Friends have asked how we’re affected, and I’ll say quite simply: We’re not. We live in a tower of mostly Western ex-pats, complete with a pool and an indoor playground. Transportation has been haywire, so Joe had to walk all the way home from work on Monday evening, when things were really crazy. Since the main street is shut down, the normally quiet winding road in front of our building is buzzing with cars. The playroom is overrun with too-rowdy older kids home since schools were closed, which, you know, is mildly annoying because it isn’t fun for Luca.
But that’s it. We’re fine. We’re safe. We’re just watching with interest to see what will come of this protest.
The students want full universal suffrage, what they say they were promised in the 1997 handover from the UK, but Beijing would rather pre-approve any candidates for chief executive, the top job in the Hong Kong Special Administrative Region.
We’re here in Hong Kong as guests. I have no stake in Hong Kong’s future other than as a resident of this world. But… come on, it’s a fight for freedom and democracy.
The journalist in me has been itching to visit the protests at night, hear the peaceful chanting with my own ears, see the waving cell phone screens lighting the night, and talk to students about what they hope will change with this giant sit-in.
Could this be the biggest nonviolent demonstration since Martin Luther King, Jr.? I just want to see it.
But consulates and embassies will always send out warnings to us, whichever country we’re posted: Even protests intended to be nonviolent can turn. Better to stay away from such crowds.
And I’m pregnant, so I would not want to risk exposing myself to tear gas.
Oh, did I bury the lead there? Yes, I’m pregnant. Expecting in spring. More on that later.
So I’ve been following the events on the news and Facebook, praying the Chinese army doesn’t decide to respond in violence. Praying that no violent-minded person or group darkens the tone.
On the news, the protests look pretty crazy, but from what I’ve seen and heard, these are just kids, students sitting under floodlights and doing their homework behind the barricades between chants and speeches. I’ve heard some news reports have referred to them as “riots,” which, wow—they are not, to my understanding. No broken windows, no looting, no violence. Perhaps it's the influence of years as part of the stereotypically proper Britain, but the protest is mainly polite, Hong Kong-British-accented kids blocking the road.
And while I won’t go down there at night to risk tear gas
and rubber bullets (or an international incident), Joe and I decided to wander
over this morning to see a piece of history.
Ok, before anyone freaks out (Mom, I’m looking at you), we visited the protests during the safest possible time: The morning. Night is where the action is, and this morning there were several little clusters of families checking out the scene. I saw a couple that looked like they were walking the normally-busy road for exercise.

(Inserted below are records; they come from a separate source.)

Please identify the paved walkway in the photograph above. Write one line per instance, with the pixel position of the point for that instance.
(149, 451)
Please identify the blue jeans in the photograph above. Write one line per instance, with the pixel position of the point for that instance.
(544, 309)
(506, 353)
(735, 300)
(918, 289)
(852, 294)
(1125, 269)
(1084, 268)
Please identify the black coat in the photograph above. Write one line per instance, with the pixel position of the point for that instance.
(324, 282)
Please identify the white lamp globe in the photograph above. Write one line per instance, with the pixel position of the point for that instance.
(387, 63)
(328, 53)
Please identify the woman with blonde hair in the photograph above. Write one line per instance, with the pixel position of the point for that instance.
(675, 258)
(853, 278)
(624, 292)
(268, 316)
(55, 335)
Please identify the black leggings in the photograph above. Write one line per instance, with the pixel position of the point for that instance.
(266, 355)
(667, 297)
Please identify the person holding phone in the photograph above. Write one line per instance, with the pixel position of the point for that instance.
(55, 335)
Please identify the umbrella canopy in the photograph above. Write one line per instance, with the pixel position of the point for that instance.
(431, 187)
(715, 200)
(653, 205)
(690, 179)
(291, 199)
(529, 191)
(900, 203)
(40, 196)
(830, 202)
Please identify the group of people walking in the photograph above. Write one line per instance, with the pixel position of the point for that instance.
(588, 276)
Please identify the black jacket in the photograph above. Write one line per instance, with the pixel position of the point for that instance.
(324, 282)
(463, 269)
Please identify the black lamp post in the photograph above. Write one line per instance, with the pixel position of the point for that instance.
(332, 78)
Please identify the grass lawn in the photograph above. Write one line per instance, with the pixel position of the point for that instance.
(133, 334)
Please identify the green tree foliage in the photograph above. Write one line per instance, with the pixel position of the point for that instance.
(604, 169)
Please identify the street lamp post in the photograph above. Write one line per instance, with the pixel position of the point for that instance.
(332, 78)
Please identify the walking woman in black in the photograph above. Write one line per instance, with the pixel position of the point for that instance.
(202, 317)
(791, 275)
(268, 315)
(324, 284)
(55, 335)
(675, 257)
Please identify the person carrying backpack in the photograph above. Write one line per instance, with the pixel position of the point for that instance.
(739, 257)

We saw another young ex-pat girl pointing to signs hung on the overpass, translating the Cantonese to English for her parents and two younger sisters.

The scene was fascinating. We walked from our neighborhood right through the center of downtown on the main thoroughfare, which was neatly lined with groups of protestors. It was surreal, and an interesting view of the city at a standstill.
At first, it felt like a university quad, young people sprawled on cement barriers texting, others sitting around chatting. Some napping.

Except the mood was too muted. Too exhausted. These students have been living on the street for days. Groups of protestors sat under tent shelters manning stations of donated water bottles, snacks, and donated umbrellas.
Some manned stations to recycle cans and water bottles.

Others, wearing masks over their noses and mouths, collected trash in big black bags they organized in piles for removal to dumpsters down some alleys.

“Have you ever seen a protest like this?” A trash collector asked me after I snapped a picture of him and his friends throwing bags into the dumpster. He was clearly educated, with a pristine Hong Kong-British accent behind his face mask.
“I haven’t,” I said. “You guys are cleaning up trash—that’s pretty awesome.”
“Thanks,” he said.

It’s a conscientious crowd that clearly cares deeply for the city and hopes their civil disobedience will move the giant that is Beijing.
I saw one photo on Facebook of a police bus with an anarchy sign spray-painted in the front window. A strip of cardboard sat under the windshield wiper, a polite apology written in marker. “This doesn’t represent us,” the note read.
Another picture showed a few protestors trying to scrub clean a wall that someone else had sprayed with a red line, in anger over the police using tear gas.
Yet another showed protestors sharing umbrellas with police officers during last night’s thunderstorm.
Part of me felt strange for acting as the tourist in such a
protest. As a friend of mine pointed out: It’s not a show.
But actually, it is a show. It is a show to prove a point and to make a difference. They want people like me to go down there and see how orderly they are being. To snap pictures and to share them with people like you. To witness.
I have no idea what will come in the next few days—or rather, nights—but for now, what I see is a group of young people fighting for the future of their city, with probably the most well-mannered protest the world has ever seen.